Caricatures and realistic portrait of deformed faces
The art of caricature and the truthlike depiction of deformed faces are different things obviously. The latter has been attested in fifteenth-century Florence, the continuation of the Medieval tradition and usage of grotesque, monstruous figures to decorate Gothic cathedrals. Leonardo participated in this cultural trend in that his heads are monstrous and caricate (‘charged’ or ‘loaded’) with moral intentions or societal critique as a counterpoint to the ideally beautiful and morally good. Caricature, on the other hand, emerged much later and its goal is to play and entertain. This is not to say the two traditions can sometimes influence one another and overlap.
The deformity of the soul
‘Charged’ heads may allude to the passing of time, which turns the beautiful into the hideous. In this sense, Leonardo, but also Giorgione, frankly depicted Time as the corruptor of Beauty. In Leonardo’s drawings, we can often see young and nimble characters opposing old men and women, their bodies ravished by age. It is my opinion that we cannot use this art to make any psychological evaluation, though some did interpret them as the product of some autobiographical or psychological outpour of Leonardo’s mind.

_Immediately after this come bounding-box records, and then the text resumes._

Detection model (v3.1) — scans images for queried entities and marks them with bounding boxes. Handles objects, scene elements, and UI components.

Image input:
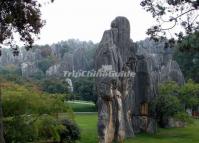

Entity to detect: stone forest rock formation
[95,17,184,143]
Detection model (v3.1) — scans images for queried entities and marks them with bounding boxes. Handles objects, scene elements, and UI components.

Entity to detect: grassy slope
[68,102,97,112]
[76,114,199,143]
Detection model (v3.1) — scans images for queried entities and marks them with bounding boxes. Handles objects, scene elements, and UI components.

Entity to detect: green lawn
[67,101,97,112]
[75,114,199,143]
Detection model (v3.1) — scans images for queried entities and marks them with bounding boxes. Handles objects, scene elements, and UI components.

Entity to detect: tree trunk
[0,83,5,143]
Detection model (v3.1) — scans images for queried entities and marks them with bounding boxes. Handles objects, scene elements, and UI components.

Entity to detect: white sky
[35,0,155,44]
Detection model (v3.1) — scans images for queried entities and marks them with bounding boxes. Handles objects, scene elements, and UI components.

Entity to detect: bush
[2,83,79,143]
[174,112,193,123]
[60,119,80,143]
[150,95,182,127]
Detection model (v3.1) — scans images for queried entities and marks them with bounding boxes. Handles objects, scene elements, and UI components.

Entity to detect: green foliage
[60,120,80,143]
[174,32,199,82]
[73,77,97,103]
[41,78,68,94]
[4,116,37,143]
[0,0,44,50]
[2,82,79,143]
[151,92,182,120]
[38,56,56,73]
[179,80,199,108]
[2,83,70,117]
[75,114,199,143]
[68,101,97,112]
[159,81,180,95]
[174,112,193,124]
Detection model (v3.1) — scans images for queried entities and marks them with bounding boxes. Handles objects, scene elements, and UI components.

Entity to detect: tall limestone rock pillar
[95,17,135,143]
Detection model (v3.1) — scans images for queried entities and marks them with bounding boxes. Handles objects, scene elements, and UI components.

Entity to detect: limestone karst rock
[95,17,135,143]
[95,17,184,143]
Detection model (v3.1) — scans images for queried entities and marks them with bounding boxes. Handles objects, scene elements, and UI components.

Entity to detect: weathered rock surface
[95,17,135,143]
[95,17,184,143]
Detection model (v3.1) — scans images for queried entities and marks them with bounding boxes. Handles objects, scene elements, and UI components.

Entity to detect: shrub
[60,119,80,143]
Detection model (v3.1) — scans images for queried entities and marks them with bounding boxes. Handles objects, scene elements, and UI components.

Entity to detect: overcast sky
[36,0,155,44]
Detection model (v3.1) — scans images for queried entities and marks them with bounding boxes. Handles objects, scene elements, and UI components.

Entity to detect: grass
[75,114,199,143]
[68,101,97,112]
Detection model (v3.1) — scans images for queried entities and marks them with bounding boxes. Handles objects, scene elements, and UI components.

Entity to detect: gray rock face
[95,17,135,143]
[95,17,184,143]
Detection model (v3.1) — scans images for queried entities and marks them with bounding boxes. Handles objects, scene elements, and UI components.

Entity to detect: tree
[0,0,53,143]
[174,32,199,82]
[141,0,199,51]
[150,82,182,127]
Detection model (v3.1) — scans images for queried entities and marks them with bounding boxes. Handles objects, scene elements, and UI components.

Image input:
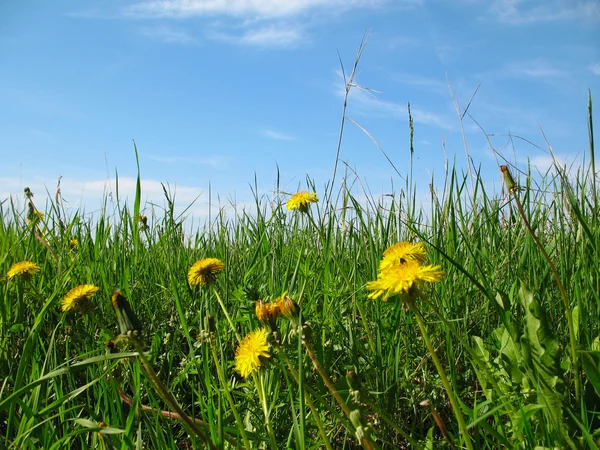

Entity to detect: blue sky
[0,0,600,217]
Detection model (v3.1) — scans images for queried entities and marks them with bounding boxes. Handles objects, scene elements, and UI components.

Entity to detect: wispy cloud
[392,73,448,93]
[348,83,454,130]
[488,0,600,25]
[260,130,296,141]
[125,0,392,19]
[141,25,197,45]
[498,58,570,81]
[146,155,229,169]
[208,24,308,48]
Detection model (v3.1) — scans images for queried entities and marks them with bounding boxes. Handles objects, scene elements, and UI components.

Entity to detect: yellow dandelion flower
[235,328,271,378]
[286,191,319,213]
[367,261,444,301]
[6,261,40,281]
[379,242,427,270]
[61,284,98,313]
[188,258,225,286]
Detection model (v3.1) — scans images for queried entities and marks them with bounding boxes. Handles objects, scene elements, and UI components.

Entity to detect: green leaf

Other artists who followed the trend
Our exhibition presents the effects this art current had especially in eighteenth-century Venice, highlighting Leonardo’s influence in the substrate of Venetian culture. An erudite, and amateur artist, such as Anton Maria Zanetti read Leonardo’s Treatise on Painting, books by Giovan Paolo Lomazzo, Annibale Carracci, and perused Leonardo’s heads in Caylus’s collection. Giovan Battista Tiepolo owned some of Lomazzo’s grotesque drawings. Zanetti drew his own comparison between caricature and opera.

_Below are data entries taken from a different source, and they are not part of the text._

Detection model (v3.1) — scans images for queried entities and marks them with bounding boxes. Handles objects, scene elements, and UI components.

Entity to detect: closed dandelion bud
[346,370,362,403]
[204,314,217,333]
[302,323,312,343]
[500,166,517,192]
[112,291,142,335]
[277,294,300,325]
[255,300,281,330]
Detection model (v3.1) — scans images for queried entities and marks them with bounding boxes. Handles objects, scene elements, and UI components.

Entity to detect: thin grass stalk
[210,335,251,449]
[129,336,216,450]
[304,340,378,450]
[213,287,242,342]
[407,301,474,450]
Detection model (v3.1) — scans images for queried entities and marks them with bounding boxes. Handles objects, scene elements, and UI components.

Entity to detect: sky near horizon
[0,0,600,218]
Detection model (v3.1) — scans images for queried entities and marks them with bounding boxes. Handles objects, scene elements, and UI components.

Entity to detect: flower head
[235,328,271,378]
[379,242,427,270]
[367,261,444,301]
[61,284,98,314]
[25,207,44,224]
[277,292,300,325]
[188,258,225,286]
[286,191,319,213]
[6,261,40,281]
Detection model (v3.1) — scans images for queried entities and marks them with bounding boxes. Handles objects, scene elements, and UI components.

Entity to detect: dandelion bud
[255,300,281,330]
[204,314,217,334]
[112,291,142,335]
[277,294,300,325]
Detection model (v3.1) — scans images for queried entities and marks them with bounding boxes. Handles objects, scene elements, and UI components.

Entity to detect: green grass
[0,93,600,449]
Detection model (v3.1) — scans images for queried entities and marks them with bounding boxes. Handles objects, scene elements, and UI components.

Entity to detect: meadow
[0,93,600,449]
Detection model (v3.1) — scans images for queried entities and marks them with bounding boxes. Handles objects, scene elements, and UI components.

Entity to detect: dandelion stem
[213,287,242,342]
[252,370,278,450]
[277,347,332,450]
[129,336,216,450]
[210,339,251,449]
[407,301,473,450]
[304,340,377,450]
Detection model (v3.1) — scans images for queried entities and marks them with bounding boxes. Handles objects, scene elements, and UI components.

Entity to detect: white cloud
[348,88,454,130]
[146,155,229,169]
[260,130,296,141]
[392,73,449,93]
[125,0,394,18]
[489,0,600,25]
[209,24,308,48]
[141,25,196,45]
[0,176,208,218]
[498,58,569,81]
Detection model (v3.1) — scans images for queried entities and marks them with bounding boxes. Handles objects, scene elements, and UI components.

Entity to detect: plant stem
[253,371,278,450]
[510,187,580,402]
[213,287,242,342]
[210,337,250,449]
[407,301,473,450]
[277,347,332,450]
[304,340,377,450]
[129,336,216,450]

The core idea of our exhibition is to provide context for the caricatures of the Ligabue Collection by making comparisons and tracing lines with drawings belonging to other collections, and not to produce an excursus into caricature in general. I think the most interesting result is our comparison between Tiepolo’s caricature belonging to the collection and the ones, again by Tiepolo, that are part of the drawings collection at the Castello Sforzesco in Milan.
Leonardo’s Old Woman
The drawing is quite famous. It had been attributed to Leonardo by Luisa Cogliati Arano, and in our exhibition, it is placed alongside other autographed drawings by Leonardo that belong to the Ambrosiana Library in Milan and to the Duke of Devonshire’s collection in Chatsworth. This piece of art is of utmost importance in how it carries a number of features and motifs that we identify the artist with. While the face is hideous, the vanity of the veil and headdress look, in their lightness, like the very hand of Leonardo. It is assumed that the drawing had been retraced at a later time by an unknown artist.
We started with Leonardo’s drawings dating to the late 1400s, and built upon them with pieces by some of his apprentice and disciples (Melzi, Giovanni Agostino da Lodi, Figino, Arcimboldo, Lomazzo). Further on, we have a sampling of naturalist art of Bolognese school (Annibale and Agostino Carracci, Donato Creti), and some examples from Central Italy and Northern Europe, on to the Venetian painters we mentioned earlier. Wrapping up the exhibition are prints and engravings from the late 1700s and early 1800s. the very last piece is a modern interpretation of the overall concept by none other than Francis Bacon, who explores the nightmare of the subconscious in the deformation of a woman’s facial features.